Since the car was no longer in Silver Spring, I decided to find out what it would now cost to insure it. I got a price and charged it to my credit card. A few weeks later, I get a letter and a check in the mail from GEICO. Seems since I wasn't the owner of the vehicle they should not have sold me insurance since I "have no insurable interest" in the vehicle (how about my interest in not being put into bankruptcy if I had an accident?) They also said their estimates were that it would cost more to insure me than they would receive in premiums. So GEICO had refunded my payment, minus two months as they would continue the policy for 60 days to allow me time to find another carrier.

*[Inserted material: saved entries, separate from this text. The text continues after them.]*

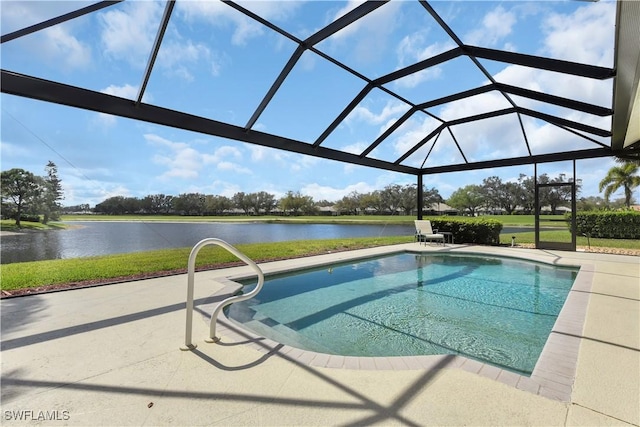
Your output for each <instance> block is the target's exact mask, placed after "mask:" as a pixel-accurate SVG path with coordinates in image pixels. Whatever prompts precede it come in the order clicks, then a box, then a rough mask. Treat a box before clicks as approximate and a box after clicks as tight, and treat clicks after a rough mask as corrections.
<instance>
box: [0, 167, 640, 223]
mask: <svg viewBox="0 0 640 427" xmlns="http://www.w3.org/2000/svg"><path fill="white" fill-rule="evenodd" d="M619 163H620V164H621V165H620V166H614V167H613V168H611V169H610V170H609V172H608V174H607V176H606V177H605V178H604V179H603V180H602V181H601V182H600V191H601V192H602V191H604V195H605V198H604V199H603V198H601V197H599V196H591V197H587V198H578V200H577V205H578V210H597V209H611V208H620V207H623V206H626V207H629V206H630V204H631V203H632V201H633V197H632V191H633V189H634V188H636V187H638V186H640V177H638V175H637V173H638V169H639V167H640V164H638V162H637V161H633V162H628V161H627V162H625V161H619ZM0 181H1V186H0V190H1V196H2V217H3V218H14V219H15V220H16V224H17V225H18V226H19V225H20V220H21V219H29V220H34V219H35V220H36V221H37V220H39V219H40V217H42V220H41V221H42V222H43V223H47V222H48V221H50V220H56V219H58V218H59V216H60V213H72V212H84V213H101V214H107V215H124V214H149V215H227V214H235V213H242V214H244V215H269V214H273V213H279V214H286V215H316V214H318V213H320V211H321V210H323V208H326V207H331V211H332V212H334V213H336V214H347V215H361V214H371V215H382V214H392V215H394V214H404V215H412V214H414V213H415V212H416V211H417V207H418V206H417V205H418V203H417V198H418V190H417V186H416V185H415V184H406V185H399V184H390V185H387V186H386V187H384V188H383V189H381V190H375V191H372V192H369V193H358V192H356V191H354V192H352V193H350V194H348V195H346V196H344V197H343V198H341V199H340V200H337V201H327V200H321V201H315V200H314V199H313V197H312V196H306V195H303V194H301V193H300V192H294V191H288V192H287V193H286V194H285V195H284V196H283V197H281V198H279V199H278V198H276V196H275V195H273V194H270V193H268V192H265V191H260V192H255V193H244V192H238V193H235V194H234V195H233V196H232V197H226V196H220V195H213V194H201V193H183V194H179V195H178V196H172V195H166V194H153V195H148V196H145V197H143V198H138V197H125V196H114V197H109V198H108V199H106V200H104V201H103V202H101V203H98V204H97V205H96V206H95V207H94V208H91V207H90V206H89V205H88V204H81V205H75V206H67V207H62V206H61V204H60V201H61V200H62V199H63V198H64V195H63V189H62V184H61V181H60V179H59V178H58V171H57V167H56V165H55V163H53V162H51V161H49V163H47V165H46V167H45V175H44V176H36V175H35V174H33V173H31V172H28V171H26V170H24V169H11V170H8V171H4V172H1V173H0ZM569 181H570V180H567V177H566V176H565V175H564V174H560V175H558V176H556V177H549V176H548V175H547V174H542V175H540V176H538V179H537V182H538V184H539V186H538V193H539V194H538V197H539V204H538V206H539V209H542V207H545V208H548V209H549V210H550V211H551V213H554V214H555V213H557V212H556V211H557V209H558V208H559V207H562V206H567V205H568V203H569V201H570V198H571V188H570V186H563V185H560V184H563V183H567V182H569ZM540 184H541V185H540ZM535 186H536V181H535V179H534V177H530V176H526V175H524V174H521V175H520V176H519V178H518V180H517V181H508V182H504V181H503V180H502V179H501V178H499V177H498V176H491V177H488V178H485V179H484V180H483V181H482V183H481V184H472V185H467V186H465V187H462V188H459V189H457V190H456V191H454V192H453V193H452V194H451V196H450V197H449V198H448V199H444V198H443V197H442V196H441V195H440V193H439V191H438V189H436V188H434V187H432V188H426V187H423V190H422V195H423V200H422V203H423V207H424V212H425V213H442V212H441V209H440V208H439V207H437V205H436V204H438V203H446V205H448V206H450V207H451V208H453V209H454V210H455V212H452V213H463V214H468V215H472V216H473V215H477V214H478V213H480V212H489V213H496V214H497V213H504V214H514V213H523V214H533V213H535V205H536V203H535ZM576 187H577V192H579V190H580V184H579V183H576ZM618 189H623V190H624V199H621V200H618V201H614V202H610V201H609V196H610V195H611V194H613V193H614V192H616V191H618Z"/></svg>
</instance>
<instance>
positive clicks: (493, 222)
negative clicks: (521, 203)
mask: <svg viewBox="0 0 640 427" xmlns="http://www.w3.org/2000/svg"><path fill="white" fill-rule="evenodd" d="M431 227H432V228H434V229H438V231H450V232H451V233H453V239H454V241H455V243H476V244H480V245H499V244H500V232H501V231H502V223H501V222H500V221H497V220H495V219H483V218H460V217H443V218H436V219H432V220H431Z"/></svg>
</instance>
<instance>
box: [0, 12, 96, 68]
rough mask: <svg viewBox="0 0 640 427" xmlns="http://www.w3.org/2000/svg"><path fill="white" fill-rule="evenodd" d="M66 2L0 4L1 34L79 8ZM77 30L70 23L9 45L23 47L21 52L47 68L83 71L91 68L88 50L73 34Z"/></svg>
mask: <svg viewBox="0 0 640 427" xmlns="http://www.w3.org/2000/svg"><path fill="white" fill-rule="evenodd" d="M65 3H66V2H44V3H43V2H24V1H23V2H12V1H2V6H1V7H2V14H1V16H2V28H3V33H4V34H6V33H9V32H11V31H15V30H18V29H21V28H24V27H27V26H29V25H33V24H36V23H39V22H42V21H45V20H47V19H50V18H52V17H54V16H58V15H60V14H63V13H66V12H69V11H71V10H73V9H77V8H79V6H78V7H76V6H74V5H73V4H71V5H70V4H68V3H66V4H65ZM77 27H78V24H77V23H76V22H73V21H70V22H65V23H62V24H58V25H55V26H53V27H49V28H47V29H45V30H42V31H38V32H36V33H34V34H31V35H29V36H27V37H24V38H19V39H17V40H15V41H13V42H12V44H14V43H15V44H16V45H21V46H24V49H25V51H27V52H30V53H31V55H33V56H36V57H38V58H40V59H44V60H45V61H47V62H48V64H49V65H51V66H55V67H57V68H63V69H67V70H68V69H78V68H87V67H89V66H90V65H91V62H92V58H91V48H90V46H89V45H88V44H87V43H84V42H82V41H81V40H79V39H78V38H77V37H76V36H75V35H74V34H73V33H74V31H75V29H76V28H77Z"/></svg>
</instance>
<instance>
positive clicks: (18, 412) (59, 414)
mask: <svg viewBox="0 0 640 427" xmlns="http://www.w3.org/2000/svg"><path fill="white" fill-rule="evenodd" d="M3 416H4V420H5V421H67V420H69V419H71V414H70V413H69V411H66V410H59V409H54V410H51V411H35V410H33V409H19V410H14V411H4V412H3Z"/></svg>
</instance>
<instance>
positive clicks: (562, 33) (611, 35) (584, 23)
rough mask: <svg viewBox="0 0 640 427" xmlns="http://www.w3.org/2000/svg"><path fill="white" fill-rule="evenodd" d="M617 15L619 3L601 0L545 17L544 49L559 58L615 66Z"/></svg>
mask: <svg viewBox="0 0 640 427" xmlns="http://www.w3.org/2000/svg"><path fill="white" fill-rule="evenodd" d="M615 15H616V3H615V2H609V1H602V2H598V3H592V4H587V5H585V6H582V7H580V8H578V9H577V10H576V11H575V12H574V13H572V14H570V15H569V14H566V15H565V14H553V15H551V16H549V17H548V18H547V19H545V20H544V22H545V25H544V30H545V32H546V33H547V36H546V38H545V41H544V47H545V52H548V53H550V54H551V55H552V56H553V57H555V58H558V59H564V60H568V61H575V62H581V63H585V64H592V65H600V66H604V67H611V66H613V48H614V25H615ZM578 46H579V47H578Z"/></svg>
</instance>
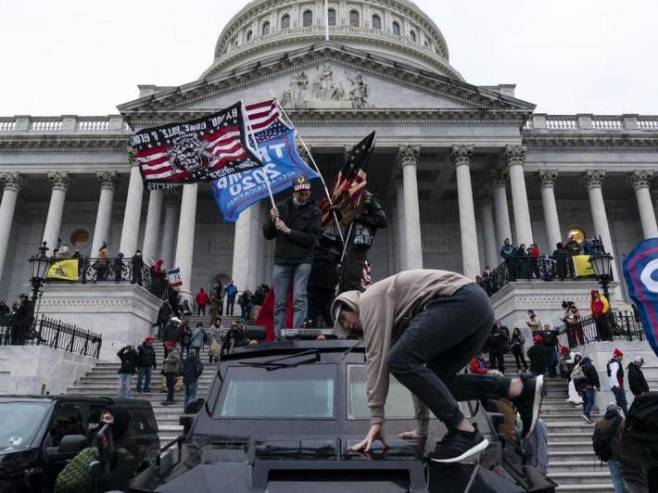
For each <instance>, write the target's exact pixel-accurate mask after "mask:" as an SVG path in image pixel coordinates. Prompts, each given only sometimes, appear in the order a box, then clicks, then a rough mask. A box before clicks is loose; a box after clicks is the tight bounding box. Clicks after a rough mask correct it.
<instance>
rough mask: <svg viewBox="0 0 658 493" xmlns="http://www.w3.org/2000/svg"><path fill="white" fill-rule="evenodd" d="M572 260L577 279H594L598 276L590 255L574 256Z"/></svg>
mask: <svg viewBox="0 0 658 493" xmlns="http://www.w3.org/2000/svg"><path fill="white" fill-rule="evenodd" d="M572 258H573V264H574V267H575V268H576V277H590V276H591V277H594V276H595V275H596V273H595V272H594V269H592V264H590V262H589V259H590V256H589V255H574V256H573V257H572Z"/></svg>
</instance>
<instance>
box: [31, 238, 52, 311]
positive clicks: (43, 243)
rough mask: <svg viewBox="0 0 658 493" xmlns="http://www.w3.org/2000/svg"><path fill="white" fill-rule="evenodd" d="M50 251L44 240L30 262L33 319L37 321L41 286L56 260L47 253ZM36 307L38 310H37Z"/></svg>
mask: <svg viewBox="0 0 658 493" xmlns="http://www.w3.org/2000/svg"><path fill="white" fill-rule="evenodd" d="M47 251H48V245H46V242H45V241H44V242H43V243H42V244H41V246H40V247H39V253H38V254H36V255H32V256H31V257H30V258H29V259H28V262H29V264H30V268H31V270H32V277H31V278H30V284H32V315H33V317H32V321H33V322H36V318H37V316H38V315H39V307H38V305H37V299H39V300H40V299H41V297H40V295H41V286H42V285H43V283H44V282H45V281H46V278H47V277H48V271H49V270H50V266H51V265H52V264H53V262H54V258H53V257H49V256H48V255H46V252H47ZM35 308H36V310H35Z"/></svg>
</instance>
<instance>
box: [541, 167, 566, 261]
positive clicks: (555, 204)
mask: <svg viewBox="0 0 658 493" xmlns="http://www.w3.org/2000/svg"><path fill="white" fill-rule="evenodd" d="M537 179H538V180H539V183H540V185H541V201H542V207H543V209H544V224H545V225H546V238H547V240H548V249H547V250H545V251H546V252H548V253H550V252H552V251H553V250H554V249H555V246H556V245H557V244H558V243H559V242H561V241H562V230H561V229H560V216H559V215H558V213H557V202H556V201H555V183H556V182H557V171H539V172H538V173H537Z"/></svg>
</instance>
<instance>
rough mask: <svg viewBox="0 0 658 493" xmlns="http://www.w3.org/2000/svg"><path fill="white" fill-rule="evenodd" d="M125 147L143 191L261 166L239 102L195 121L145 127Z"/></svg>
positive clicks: (242, 170) (165, 186)
mask: <svg viewBox="0 0 658 493" xmlns="http://www.w3.org/2000/svg"><path fill="white" fill-rule="evenodd" d="M130 145H131V147H132V148H133V151H134V156H135V159H136V160H137V163H138V164H139V169H140V171H141V173H142V178H143V180H144V187H145V188H146V189H147V190H157V189H162V188H172V187H176V186H181V185H185V184H186V183H199V182H206V181H213V180H217V179H219V178H222V177H224V176H228V175H231V174H234V173H239V172H241V171H247V170H250V169H253V168H256V167H260V166H262V161H261V159H260V156H259V154H258V150H257V145H256V141H255V138H254V136H253V135H252V133H251V131H250V130H249V121H248V119H247V116H246V110H245V106H244V103H242V102H239V103H236V104H234V105H233V106H230V107H228V108H225V109H223V110H221V111H218V112H216V113H213V114H212V115H209V116H205V117H203V118H199V119H197V120H193V121H188V122H179V123H170V124H167V125H162V126H159V127H153V128H145V129H143V130H140V131H139V132H136V133H135V134H133V136H132V138H131V139H130Z"/></svg>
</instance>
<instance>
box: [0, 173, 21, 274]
mask: <svg viewBox="0 0 658 493" xmlns="http://www.w3.org/2000/svg"><path fill="white" fill-rule="evenodd" d="M23 181H24V180H23V179H22V178H21V176H20V175H19V174H18V173H16V172H9V173H2V174H0V183H1V184H2V190H3V193H2V202H0V281H2V280H3V279H2V274H3V272H4V267H5V261H6V259H7V250H9V238H11V227H12V224H13V223H14V212H15V211H16V201H17V200H18V193H19V192H20V189H21V186H22V184H23ZM5 284H6V283H5Z"/></svg>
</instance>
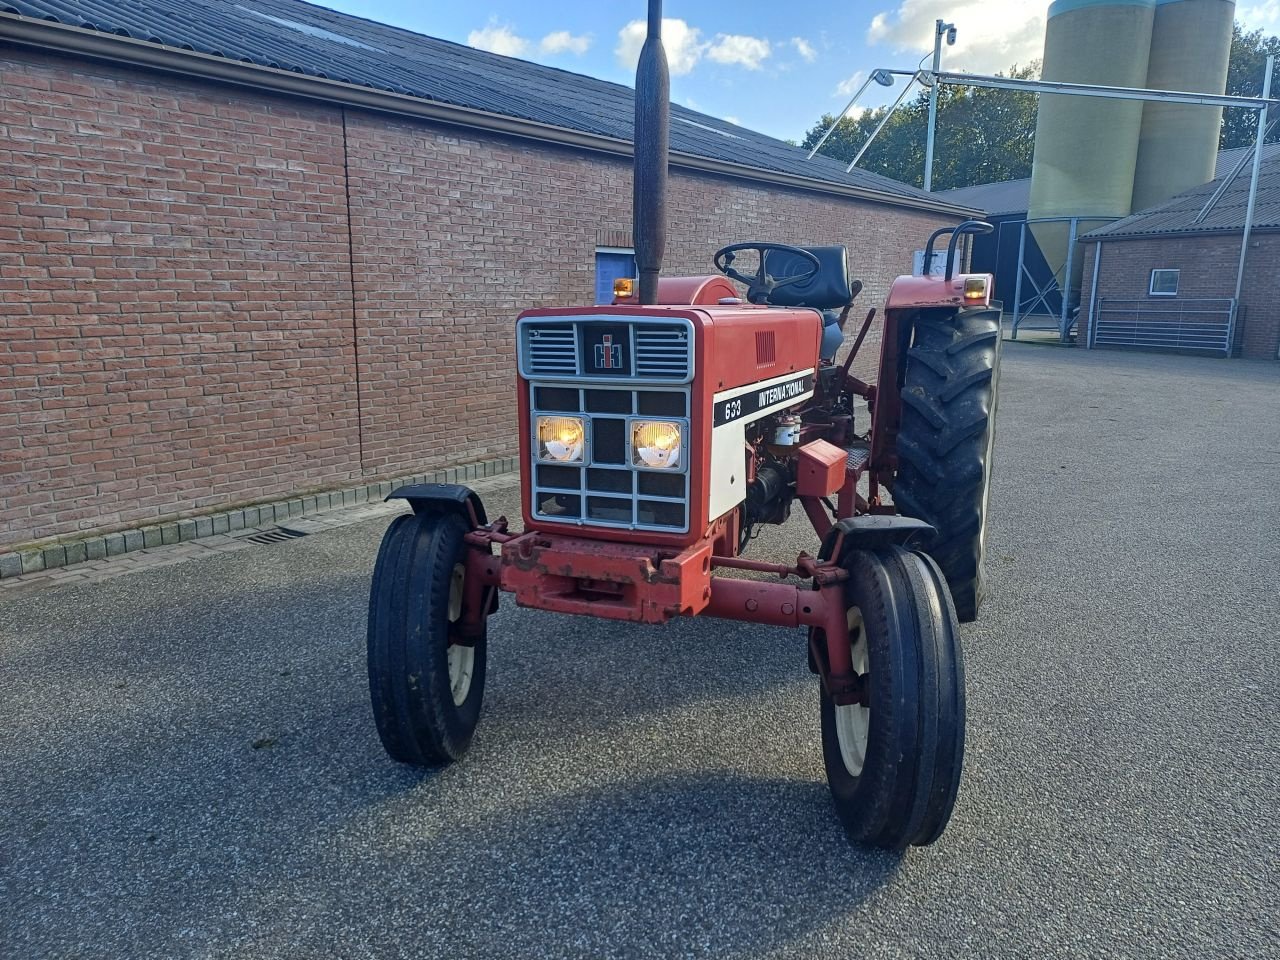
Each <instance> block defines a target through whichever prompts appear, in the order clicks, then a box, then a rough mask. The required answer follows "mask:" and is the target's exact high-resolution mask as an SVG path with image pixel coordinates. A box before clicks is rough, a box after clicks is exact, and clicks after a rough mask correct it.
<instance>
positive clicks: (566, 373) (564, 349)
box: [516, 314, 696, 385]
mask: <svg viewBox="0 0 1280 960" xmlns="http://www.w3.org/2000/svg"><path fill="white" fill-rule="evenodd" d="M586 324H625V325H627V326H628V328H630V337H628V339H630V343H628V347H630V355H631V358H632V360H631V362H632V370H631V375H630V376H608V378H603V376H590V375H588V374H584V371H582V356H581V355H582V346H584V342H582V337H584V332H582V328H584V325H586ZM570 335H571V337H572V340H571V339H570ZM516 360H517V364H518V369H520V375H521V376H524V378H525V379H526V380H534V379H547V380H552V379H557V380H561V379H563V380H570V379H571V380H576V381H577V383H599V384H611V385H621V384H623V383H627V384H687V383H692V379H694V374H695V364H696V361H695V351H694V324H692V323H691V321H690V320H686V319H685V317H678V316H677V317H671V316H637V315H628V314H589V315H585V316H529V317H524V319H522V320H520V321H518V323H517V325H516Z"/></svg>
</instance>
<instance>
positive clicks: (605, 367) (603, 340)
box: [595, 333, 622, 370]
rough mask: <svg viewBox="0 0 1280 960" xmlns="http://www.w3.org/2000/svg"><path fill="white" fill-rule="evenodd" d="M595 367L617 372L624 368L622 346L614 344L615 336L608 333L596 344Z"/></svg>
mask: <svg viewBox="0 0 1280 960" xmlns="http://www.w3.org/2000/svg"><path fill="white" fill-rule="evenodd" d="M595 366H596V367H598V369H599V370H617V369H618V367H620V366H622V344H621V343H614V342H613V334H612V333H607V334H604V337H602V338H600V342H599V343H596V344H595Z"/></svg>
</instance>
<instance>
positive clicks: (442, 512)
mask: <svg viewBox="0 0 1280 960" xmlns="http://www.w3.org/2000/svg"><path fill="white" fill-rule="evenodd" d="M387 499H388V500H408V503H410V506H411V507H412V508H413V512H415V513H457V515H458V516H461V517H462V518H463V520H466V521H467V522H468V524H470V525H471V529H472V530H475V529H476V527H481V526H486V525H488V524H489V520H488V517H485V513H484V503H483V502H481V500H480V494H477V493H476V492H475V490H472V489H471V488H470V486H463V485H462V484H410V485H407V486H398V488H396V489H394V490H392V492H390V493H389V494H388V495H387Z"/></svg>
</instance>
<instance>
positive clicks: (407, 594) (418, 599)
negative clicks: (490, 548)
mask: <svg viewBox="0 0 1280 960" xmlns="http://www.w3.org/2000/svg"><path fill="white" fill-rule="evenodd" d="M466 534H467V526H466V524H465V522H463V520H462V517H460V516H458V515H456V513H424V515H417V513H411V515H410V513H407V515H404V516H399V517H397V518H396V520H394V521H393V522H392V525H390V527H388V530H387V534H385V535H384V536H383V544H381V548H380V549H379V550H378V562H376V564H375V566H374V581H372V586H371V589H370V595H369V634H367V653H369V692H370V698H371V700H372V708H374V722H375V723H376V726H378V736H379V737H380V739H381V741H383V748H384V749H385V750H387V753H388V754H389V755H390V756H392V758H393V759H396V760H399V762H401V763H410V764H413V765H417V767H438V765H442V764H445V763H449V762H451V760H456V759H458V758H460V756H462V754H465V753H466V751H467V748H468V746H470V745H471V737H472V735H474V733H475V728H476V723H477V722H479V719H480V703H481V700H483V699H484V678H485V652H486V636H485V635H484V634H481V636H480V637H477V639H476V640H475V643H474V645H470V646H468V645H466V644H460V643H457V640H458V637H457V635H456V627H454V625H456V623H457V621H458V620H460V618H461V614H462V596H463V590H462V585H463V580H465V577H466V550H467V549H468V548H467V547H466V544H465V543H463V538H465V536H466Z"/></svg>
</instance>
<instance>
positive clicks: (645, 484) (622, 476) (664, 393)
mask: <svg viewBox="0 0 1280 960" xmlns="http://www.w3.org/2000/svg"><path fill="white" fill-rule="evenodd" d="M529 389H530V407H531V410H532V416H531V417H530V430H534V431H535V434H534V436H532V438H531V445H530V448H531V449H532V451H536V449H538V436H536V424H538V416H539V415H548V413H550V415H572V416H581V417H582V420H584V421H585V425H586V436H585V444H584V453H582V463H581V465H576V463H575V465H568V463H545V462H535V463H532V465H530V470H531V481H532V483H531V489H532V509H534V515H535V516H536V517H539V518H543V520H550V521H558V522H563V524H575V525H579V526H608V527H618V529H626V530H653V531H662V532H668V534H669V532H686V531H687V530H689V388H687V387H682V388H676V389H664V390H663V389H632V388H630V387H621V388H620V387H579V385H573V384H566V383H538V381H535V383H532V384H530V388H529ZM645 419H659V420H678V421H680V422H681V424H682V426H684V449H682V451H681V457H680V465H678V467H676V468H668V470H649V468H641V467H635V466H632V465H631V460H632V457H631V449H630V438H631V422H632V421H634V420H645ZM535 456H536V453H535Z"/></svg>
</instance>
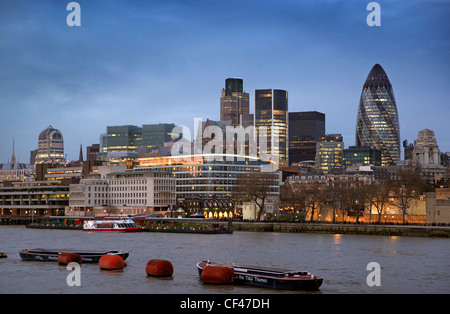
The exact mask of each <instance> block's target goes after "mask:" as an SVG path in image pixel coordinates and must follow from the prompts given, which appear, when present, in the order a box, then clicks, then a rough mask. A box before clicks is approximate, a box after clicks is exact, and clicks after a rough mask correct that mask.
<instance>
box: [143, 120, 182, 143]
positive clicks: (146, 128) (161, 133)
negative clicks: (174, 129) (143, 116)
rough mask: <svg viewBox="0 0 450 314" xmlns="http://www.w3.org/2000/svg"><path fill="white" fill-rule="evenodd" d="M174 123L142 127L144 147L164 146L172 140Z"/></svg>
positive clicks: (158, 123)
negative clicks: (167, 142) (172, 134)
mask: <svg viewBox="0 0 450 314" xmlns="http://www.w3.org/2000/svg"><path fill="white" fill-rule="evenodd" d="M174 127H175V124H173V123H158V124H144V125H142V146H143V147H144V148H150V147H155V146H163V145H164V143H166V142H170V141H171V140H172V130H173V128H174Z"/></svg>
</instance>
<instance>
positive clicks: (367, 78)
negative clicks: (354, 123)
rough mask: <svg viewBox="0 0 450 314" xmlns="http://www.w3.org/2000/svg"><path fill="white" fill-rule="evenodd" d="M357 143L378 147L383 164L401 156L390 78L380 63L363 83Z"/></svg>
mask: <svg viewBox="0 0 450 314" xmlns="http://www.w3.org/2000/svg"><path fill="white" fill-rule="evenodd" d="M355 142H356V146H373V147H376V148H378V149H379V150H381V164H382V166H388V165H394V164H395V163H396V162H397V161H398V160H399V159H400V128H399V123H398V113H397V105H396V103H395V98H394V92H393V90H392V85H391V82H389V78H388V76H387V75H386V72H384V69H383V68H382V67H381V65H379V64H375V65H374V66H373V68H372V70H370V73H369V75H368V76H367V79H366V82H365V83H364V86H363V90H362V93H361V99H360V102H359V108H358V117H357V121H356V140H355Z"/></svg>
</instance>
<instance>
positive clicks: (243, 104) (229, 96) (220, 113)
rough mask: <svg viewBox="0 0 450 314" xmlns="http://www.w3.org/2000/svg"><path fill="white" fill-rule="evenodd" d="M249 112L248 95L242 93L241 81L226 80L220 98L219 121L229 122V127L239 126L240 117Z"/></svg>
mask: <svg viewBox="0 0 450 314" xmlns="http://www.w3.org/2000/svg"><path fill="white" fill-rule="evenodd" d="M249 110H250V106H249V94H248V93H245V92H244V91H243V80H242V79H239V78H227V79H226V80H225V88H224V89H222V97H220V121H228V120H231V125H233V126H238V125H241V124H242V121H241V115H246V114H249Z"/></svg>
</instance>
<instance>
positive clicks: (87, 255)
mask: <svg viewBox="0 0 450 314" xmlns="http://www.w3.org/2000/svg"><path fill="white" fill-rule="evenodd" d="M63 252H71V253H77V254H79V255H80V256H81V262H83V263H98V261H99V260H100V258H101V257H102V256H103V255H106V254H114V255H119V256H120V257H122V258H123V259H124V260H125V259H126V258H127V257H128V254H129V253H128V252H126V251H116V250H110V251H94V250H71V249H67V250H66V249H41V248H36V249H23V250H21V251H19V255H20V258H21V259H22V260H24V261H44V262H46V261H55V262H56V261H58V256H59V254H60V253H63Z"/></svg>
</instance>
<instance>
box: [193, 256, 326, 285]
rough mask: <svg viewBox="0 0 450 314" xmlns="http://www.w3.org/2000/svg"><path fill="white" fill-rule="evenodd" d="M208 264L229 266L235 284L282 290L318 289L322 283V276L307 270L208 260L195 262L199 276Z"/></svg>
mask: <svg viewBox="0 0 450 314" xmlns="http://www.w3.org/2000/svg"><path fill="white" fill-rule="evenodd" d="M209 266H216V267H229V268H231V269H232V270H233V271H234V276H235V277H234V283H235V284H244V285H251V286H259V287H264V288H273V289H284V290H319V287H320V286H321V285H322V283H323V277H321V276H314V275H312V274H310V273H309V272H307V271H295V270H286V269H279V268H271V267H263V266H255V265H240V264H236V263H217V262H210V261H201V262H199V263H197V270H198V274H199V276H200V277H201V274H202V272H203V269H205V268H206V267H209Z"/></svg>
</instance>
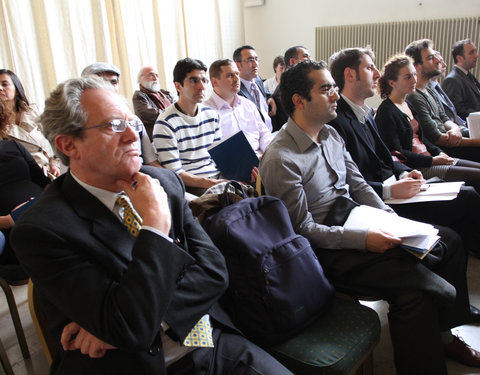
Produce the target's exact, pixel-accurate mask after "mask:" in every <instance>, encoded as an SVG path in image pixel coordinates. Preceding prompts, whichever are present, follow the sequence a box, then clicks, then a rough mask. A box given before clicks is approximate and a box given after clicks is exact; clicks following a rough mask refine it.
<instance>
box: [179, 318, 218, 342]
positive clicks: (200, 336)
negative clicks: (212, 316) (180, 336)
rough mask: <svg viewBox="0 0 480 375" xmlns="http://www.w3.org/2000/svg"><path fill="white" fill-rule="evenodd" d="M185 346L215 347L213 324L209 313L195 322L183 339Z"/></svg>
mask: <svg viewBox="0 0 480 375" xmlns="http://www.w3.org/2000/svg"><path fill="white" fill-rule="evenodd" d="M183 345H185V346H194V347H202V348H213V338H212V326H211V325H210V320H209V318H208V315H204V316H202V318H201V319H200V320H199V321H198V323H197V324H195V327H193V328H192V330H191V331H190V333H189V334H188V336H187V337H186V338H185V340H184V341H183Z"/></svg>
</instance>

I called GEICO and discovered that because of State Law, they could not sell me insurance.
The interesting thing was, when I called some other insurers, including Progressive, they had no problem insuring a non-owner of a vehicle. But they were all more expensive than GEICO. So, committing identity theft, I pretended to be Luther and had GEICO insure the vehicle in my name as the owner, with Paul Robinson as an authorized driver. Explaining to them how my brother in law Paul, who drives my car because I have no use for it, tried to buy insurance and it was refunded. Given the circumstances they even had no problem with "Luther" using my credit card to pay for it. And the six month price was the same as the quote when I had bought the insurance directly.
By the way, I continued to drive and operate the car with Virginia tags even though it was being garaged - parked on the street, or on a driveway - in Maryland. This was correct procedure, since I was not the owner and the owner did reside in Virginia, despite the fact the vehicle was regularly kept in Maryland, the registration - and tags - are where the owner resides. Both Virginia DMV and Maryland MVA confirmed this.
Since then I have discovered that GEICO would sell me "operator's insurance" which is coverage if you drive a car belonging to someone else, and it's not insured. The most obvious user of such is a mechanic fixing people's cars, some of which might not be insured. If the owner is judgement proof, as the typical uninsured motorist is, the other party's lawyer - or his insurance company, if he files a claim - will look at the mechanic who has a business which can be seized and sold, unless he has automobile operators insurance, as his personal insurance on his own vehicle will not cover commercial transactions (which is why people who deliver pizzas in their personal vehicles are risking the insurer refusing to cover an accident occurring while carrying that stupid lighted pizza sign on their car).